Don’t village mayors have rights as government employees too
Interesting reading your editorial on the Prime Minister and comments about Samoa being a dictatorship.
There are varying degrees of dictatorship and there are different types of dictators, the latter including Idi Amin, Mugabe and Saddam.
Closer to home Bainimarama has, at times, been given that label because of his actions in limiting freedoms (of various description) in Fiji.
In our case, the P.M’s actions have caused divided opinions between those who support them and others, including the overseas contributors, who have lambasted the P.M. for name calling.
Your stance on this issue depends on what you think about the different components of what happened; the actions by Luatuanuu’s youths, name calling by the P.M., the response by the police, the village’s response to the name calling, and lastly, the sacking of the village mayor.

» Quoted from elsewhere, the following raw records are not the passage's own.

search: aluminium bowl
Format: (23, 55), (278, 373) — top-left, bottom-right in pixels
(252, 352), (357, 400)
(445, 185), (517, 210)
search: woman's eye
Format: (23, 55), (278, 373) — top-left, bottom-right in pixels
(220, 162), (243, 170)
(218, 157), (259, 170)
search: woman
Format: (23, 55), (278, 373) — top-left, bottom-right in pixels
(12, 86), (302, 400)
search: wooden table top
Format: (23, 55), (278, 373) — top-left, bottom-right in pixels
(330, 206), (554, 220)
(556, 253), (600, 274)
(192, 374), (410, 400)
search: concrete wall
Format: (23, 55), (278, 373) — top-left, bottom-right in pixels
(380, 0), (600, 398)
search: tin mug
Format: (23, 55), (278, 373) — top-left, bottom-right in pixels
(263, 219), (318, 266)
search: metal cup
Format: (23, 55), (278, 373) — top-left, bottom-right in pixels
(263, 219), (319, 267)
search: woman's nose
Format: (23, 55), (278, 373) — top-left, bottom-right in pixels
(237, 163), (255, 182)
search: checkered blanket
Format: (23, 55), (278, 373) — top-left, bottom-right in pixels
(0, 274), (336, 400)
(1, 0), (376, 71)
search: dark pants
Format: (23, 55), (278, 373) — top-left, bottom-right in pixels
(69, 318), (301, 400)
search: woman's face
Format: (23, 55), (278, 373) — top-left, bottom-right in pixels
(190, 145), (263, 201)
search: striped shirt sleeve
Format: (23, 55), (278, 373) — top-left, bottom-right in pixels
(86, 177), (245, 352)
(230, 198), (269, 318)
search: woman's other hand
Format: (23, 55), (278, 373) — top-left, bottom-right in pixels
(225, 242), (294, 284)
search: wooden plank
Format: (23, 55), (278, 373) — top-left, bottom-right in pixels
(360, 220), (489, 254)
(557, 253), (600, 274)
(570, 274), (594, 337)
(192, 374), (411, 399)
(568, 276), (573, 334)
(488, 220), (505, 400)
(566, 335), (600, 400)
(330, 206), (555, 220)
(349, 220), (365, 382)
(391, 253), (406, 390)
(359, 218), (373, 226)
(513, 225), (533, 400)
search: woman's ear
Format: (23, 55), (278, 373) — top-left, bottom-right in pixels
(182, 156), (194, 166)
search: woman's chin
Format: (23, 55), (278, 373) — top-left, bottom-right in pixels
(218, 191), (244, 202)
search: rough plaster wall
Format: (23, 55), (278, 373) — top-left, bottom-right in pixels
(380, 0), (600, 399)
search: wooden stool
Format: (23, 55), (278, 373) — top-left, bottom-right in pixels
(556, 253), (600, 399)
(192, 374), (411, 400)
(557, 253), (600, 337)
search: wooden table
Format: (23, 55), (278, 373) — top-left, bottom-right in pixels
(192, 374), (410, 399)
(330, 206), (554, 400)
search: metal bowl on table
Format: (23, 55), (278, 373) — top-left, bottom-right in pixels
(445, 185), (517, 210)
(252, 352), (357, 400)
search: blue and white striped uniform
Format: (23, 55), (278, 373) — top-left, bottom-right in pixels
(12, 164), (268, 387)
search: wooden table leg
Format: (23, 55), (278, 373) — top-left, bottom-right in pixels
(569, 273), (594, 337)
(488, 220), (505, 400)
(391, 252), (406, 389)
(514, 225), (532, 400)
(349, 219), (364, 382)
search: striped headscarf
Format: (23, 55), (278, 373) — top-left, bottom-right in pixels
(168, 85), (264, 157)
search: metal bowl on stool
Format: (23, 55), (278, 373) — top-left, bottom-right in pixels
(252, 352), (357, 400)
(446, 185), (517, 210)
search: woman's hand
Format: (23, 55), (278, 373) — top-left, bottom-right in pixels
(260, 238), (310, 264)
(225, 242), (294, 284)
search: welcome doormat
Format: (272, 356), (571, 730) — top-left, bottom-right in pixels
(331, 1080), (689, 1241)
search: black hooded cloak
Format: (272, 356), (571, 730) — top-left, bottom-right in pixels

My letter focuses on the sacking.
What intrigues me is the acceptance by pulenuu’s of their fate once they have been sacked. From memory, I am not aware of one sacked village mayor threatening to take the government to court over unfair dismissal.
If the village mayors are employees of the government, what rights do they have as employees and where are these rights articulated?
Is there an employment contract between the government and the mayors which stipulates acceptable behaviours and those which are deemed to be sackable offences?
If there is such a list, it would be good for the public to know about it. Just like the case of the cohabiting members of the Samoan police force who are not allowed to work together in the department.
In that instance, this condition of employment has been clearly spelt out by the P.M., and now we know.
If village mayors are employees of the government, don’t they have a right to be told what their unacceptable behaviour leading to dismissal?
I know that a non performing public servant, a government employees, goes through a lengthy process involving performance reviews, etc, etc, before he/she is given the boot.
That process appears not to be followed here and I am interested to know why not. Where is the due process in this sacking or has it been followed and I have no idea what it is?
I have asked my mates at the makeki and their responses range from the serious (I don’t know) to the most popular one (e pule lava sikafuge ile la o loga va’a). Can somebody please enlighten me on this?